Nicosia is the capital of Cyprus; a status it has enjoyed for 1000 years since the 10th century, though its beginnings date back 5000 years to the Bronze Age. It lies roughly in the centre of the island in the Mesaoria Plain, flanked by the beautiful northern range of Kyrenia Mountains with its distinctive 'Pentadaktylos' - the five finger mountain. There are various suggestions as to the origin of the name Nicosia - or 'Lefkosia' In Greek - but the most likely one is linked to the popular tree, the tall 'Lefki ' which once adorned the city.
Based in Nicosia are the Government head offices, Diplomatic headquarters and the cultural centre of Cyprus. The capital presents two distinct faces: the old, original part of the city, surrounded by sturdy Venetian walls over 400 years old, and a busy modern metropolis which has a population of 171.000 together with the suburbs.
Within the large area, encircled by the strong bastion walls that served to protect the town for centuries, are many places of great historic interest.
The central Eleftheria Square links old Nicosia with the elegant modern city that has flourished outside the walls, where hotels, offices restaurants and gardens blend happily with the fine old houses and colonial buildings of this cosmopolitan city.
Nicosia is a sophisticated and cosmopolitan city, rich in history and culture that combines its historic past with the amenities of a modern city. Nicosia has established itself as the island's financial capital and its main international business centre. The 'new' Nicosia developed outside the walls became a contemporary, business and cultural center. Just a few miles away are enchanting places of interest such as Byzantine churches and monasteries, archaeological sites and charming villages. The uniqueness of such a combination makes the capital of Cyprus a place worth knowing and certainly a place worth visiting!
Top Nicosia Landmarks
The city has a number of landmarks, which include the Cyprus Archaeological Museum, Venetian Walls, Famagusta Gate, Archbishopric, St. John's Cathedral and the Liberty Statue within the old city, 'Laiki Yitonia', State Gallery of Contemporary Art, Ledra Street and the 'Levention' Municipal Museum.
You can also find many traditional taverns. There you can have lunch with local wine and drinks.
The Cyprus Archaeological Museum has a huge collection of important archaeological findings.
The Cathedral was built in 1662 by Archbishop Nikiforos on the site of an earlier building. Since the 18th century the Cathedral has been the place where all Archbishops of Cyprus are consecrated.
The capital city is surrounded by sturdy 16th century stone walls built by the Venetians to replace the inadequate medieval walls they inherited. Despite being considered a great example of military defence of the era, they proved to be practically useless: The Ottomans overran the city before the construction could be completed.
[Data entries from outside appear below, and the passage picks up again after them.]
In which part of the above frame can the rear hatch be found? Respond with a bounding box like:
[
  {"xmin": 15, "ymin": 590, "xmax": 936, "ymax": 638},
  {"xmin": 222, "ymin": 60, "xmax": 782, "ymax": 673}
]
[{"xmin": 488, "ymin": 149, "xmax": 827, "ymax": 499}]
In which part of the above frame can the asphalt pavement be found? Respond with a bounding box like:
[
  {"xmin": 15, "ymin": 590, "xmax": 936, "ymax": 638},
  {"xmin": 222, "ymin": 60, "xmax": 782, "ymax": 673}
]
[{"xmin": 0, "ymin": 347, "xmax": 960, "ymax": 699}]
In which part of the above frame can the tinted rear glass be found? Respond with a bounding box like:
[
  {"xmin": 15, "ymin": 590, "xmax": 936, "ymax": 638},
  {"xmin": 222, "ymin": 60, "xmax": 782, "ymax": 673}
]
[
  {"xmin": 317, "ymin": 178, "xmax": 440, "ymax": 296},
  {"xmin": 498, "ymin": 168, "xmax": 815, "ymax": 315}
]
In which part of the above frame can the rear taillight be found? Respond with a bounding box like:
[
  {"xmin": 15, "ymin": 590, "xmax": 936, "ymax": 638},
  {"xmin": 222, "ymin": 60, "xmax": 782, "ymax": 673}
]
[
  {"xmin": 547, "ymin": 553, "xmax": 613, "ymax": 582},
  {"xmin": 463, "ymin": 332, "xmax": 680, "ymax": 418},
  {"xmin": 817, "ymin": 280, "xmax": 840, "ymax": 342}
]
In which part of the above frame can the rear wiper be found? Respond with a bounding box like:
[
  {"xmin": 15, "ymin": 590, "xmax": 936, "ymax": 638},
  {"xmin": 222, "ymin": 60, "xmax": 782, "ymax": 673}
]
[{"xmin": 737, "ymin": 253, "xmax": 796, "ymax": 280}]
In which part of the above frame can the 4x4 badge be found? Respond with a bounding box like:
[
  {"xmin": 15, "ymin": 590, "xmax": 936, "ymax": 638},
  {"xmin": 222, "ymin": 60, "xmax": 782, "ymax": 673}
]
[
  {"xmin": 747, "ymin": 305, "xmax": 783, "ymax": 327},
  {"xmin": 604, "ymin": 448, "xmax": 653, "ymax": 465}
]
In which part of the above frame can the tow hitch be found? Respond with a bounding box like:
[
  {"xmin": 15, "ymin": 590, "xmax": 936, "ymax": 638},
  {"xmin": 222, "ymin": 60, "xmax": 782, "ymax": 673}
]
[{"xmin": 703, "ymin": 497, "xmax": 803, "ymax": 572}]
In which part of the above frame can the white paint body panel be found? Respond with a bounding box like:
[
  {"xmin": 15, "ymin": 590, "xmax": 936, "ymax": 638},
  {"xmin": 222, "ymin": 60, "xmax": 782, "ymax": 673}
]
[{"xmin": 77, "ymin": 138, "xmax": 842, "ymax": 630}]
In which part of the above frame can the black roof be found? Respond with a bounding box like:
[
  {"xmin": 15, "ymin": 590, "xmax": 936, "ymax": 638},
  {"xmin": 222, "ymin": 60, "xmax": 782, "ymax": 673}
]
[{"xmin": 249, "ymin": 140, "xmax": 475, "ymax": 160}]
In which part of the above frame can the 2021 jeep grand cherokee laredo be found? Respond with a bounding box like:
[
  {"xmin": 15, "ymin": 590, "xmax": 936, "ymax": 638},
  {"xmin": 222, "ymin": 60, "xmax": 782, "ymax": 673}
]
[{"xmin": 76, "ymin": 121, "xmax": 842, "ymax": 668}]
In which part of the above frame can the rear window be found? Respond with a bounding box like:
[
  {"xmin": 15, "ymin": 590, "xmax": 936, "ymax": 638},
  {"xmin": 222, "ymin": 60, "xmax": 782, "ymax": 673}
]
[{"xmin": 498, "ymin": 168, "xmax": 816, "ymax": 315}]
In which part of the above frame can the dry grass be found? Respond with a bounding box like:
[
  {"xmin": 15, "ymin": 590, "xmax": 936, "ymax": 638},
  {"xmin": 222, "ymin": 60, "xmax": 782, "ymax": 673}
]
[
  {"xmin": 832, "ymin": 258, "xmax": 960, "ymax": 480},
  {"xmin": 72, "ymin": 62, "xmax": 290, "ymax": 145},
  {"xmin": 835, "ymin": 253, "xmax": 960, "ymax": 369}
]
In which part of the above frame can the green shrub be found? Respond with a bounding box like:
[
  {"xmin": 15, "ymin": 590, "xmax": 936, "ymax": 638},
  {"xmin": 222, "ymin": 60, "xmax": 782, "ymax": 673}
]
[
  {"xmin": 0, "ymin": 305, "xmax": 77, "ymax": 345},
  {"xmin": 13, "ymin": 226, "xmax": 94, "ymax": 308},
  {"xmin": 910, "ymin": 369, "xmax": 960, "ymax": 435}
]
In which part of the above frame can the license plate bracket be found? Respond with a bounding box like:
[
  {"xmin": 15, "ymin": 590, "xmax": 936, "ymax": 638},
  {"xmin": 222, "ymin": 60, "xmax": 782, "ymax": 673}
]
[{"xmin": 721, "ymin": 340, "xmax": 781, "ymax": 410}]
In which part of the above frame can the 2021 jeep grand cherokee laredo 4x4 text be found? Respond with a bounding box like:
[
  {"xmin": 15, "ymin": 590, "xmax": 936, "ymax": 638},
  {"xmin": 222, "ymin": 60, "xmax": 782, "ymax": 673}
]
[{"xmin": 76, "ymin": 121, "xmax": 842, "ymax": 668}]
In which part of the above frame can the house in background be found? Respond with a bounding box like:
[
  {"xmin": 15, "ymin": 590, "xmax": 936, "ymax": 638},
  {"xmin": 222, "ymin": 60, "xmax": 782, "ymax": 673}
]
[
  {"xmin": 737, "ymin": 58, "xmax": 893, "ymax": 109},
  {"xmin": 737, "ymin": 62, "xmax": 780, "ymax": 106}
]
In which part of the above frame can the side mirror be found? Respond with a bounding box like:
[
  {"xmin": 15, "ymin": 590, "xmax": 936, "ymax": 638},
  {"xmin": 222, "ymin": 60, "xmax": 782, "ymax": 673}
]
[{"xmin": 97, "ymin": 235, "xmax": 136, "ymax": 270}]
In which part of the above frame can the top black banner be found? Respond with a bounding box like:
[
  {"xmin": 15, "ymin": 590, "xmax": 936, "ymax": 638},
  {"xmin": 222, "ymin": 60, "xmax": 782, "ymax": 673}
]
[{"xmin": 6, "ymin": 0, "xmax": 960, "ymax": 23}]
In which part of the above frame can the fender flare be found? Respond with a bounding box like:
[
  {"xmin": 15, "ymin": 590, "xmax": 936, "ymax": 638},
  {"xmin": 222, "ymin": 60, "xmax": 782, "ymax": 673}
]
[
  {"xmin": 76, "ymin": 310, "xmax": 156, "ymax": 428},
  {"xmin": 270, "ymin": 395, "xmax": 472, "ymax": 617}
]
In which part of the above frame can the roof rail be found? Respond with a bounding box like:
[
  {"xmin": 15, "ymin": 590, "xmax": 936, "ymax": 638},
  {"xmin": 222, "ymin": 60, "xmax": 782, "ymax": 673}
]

The Liberty Monument is on the Podocatro Bastion of the city walls, close to the old aqueduct and within walking distance of the Famagusta Gate. It was erected in 1973 to commemorate the release from prison in 1959 of EOKA fighters. The monument portrays two EOKA heroes tugging on chains in order to open prison gates and release Greek Cypriot prisoners, peasants and clergy, from British colonial rule.
The Famagusta Gate is one of the most interesting attractions. The Venetian walls which completely encircle the old city have eleven heart-shaped bastions (which gives them the shape of a hand grenade). There were only three gates to the city in the north, south and east and one of these gates, the Porta Giuliana called Famagusta Gate, has been restored and is now the Lefkosia Municipal Cultural Centre. One of the most typical quarters of the town close to Famagusta gate is also being restored.
Laiki Geitonia is a traditional neighbourhood in the pedestrian area of the 'walled city' of Nicosia, opposite the D'Avila moat and 0.3 km from Eleftheria square. Laiki Geitonia contains restorated houses that are examples of traditional Cypriot urban architecture. The buildings date from the end of the 18th Century, with building materials being mainly wood, sandstone and mudbrick. It is a pedestrianised area of narrow winding streets, combining residential houses with craft shops, souvenir shops and tavernas.
Collection of paintings and sculpture by 20th century Cypriot artists is housed in a restored building.
This is a paved pedestrian way with shops and restaurants and starts at Eleftheria Square; it is one of the busiest shopping centers of the city.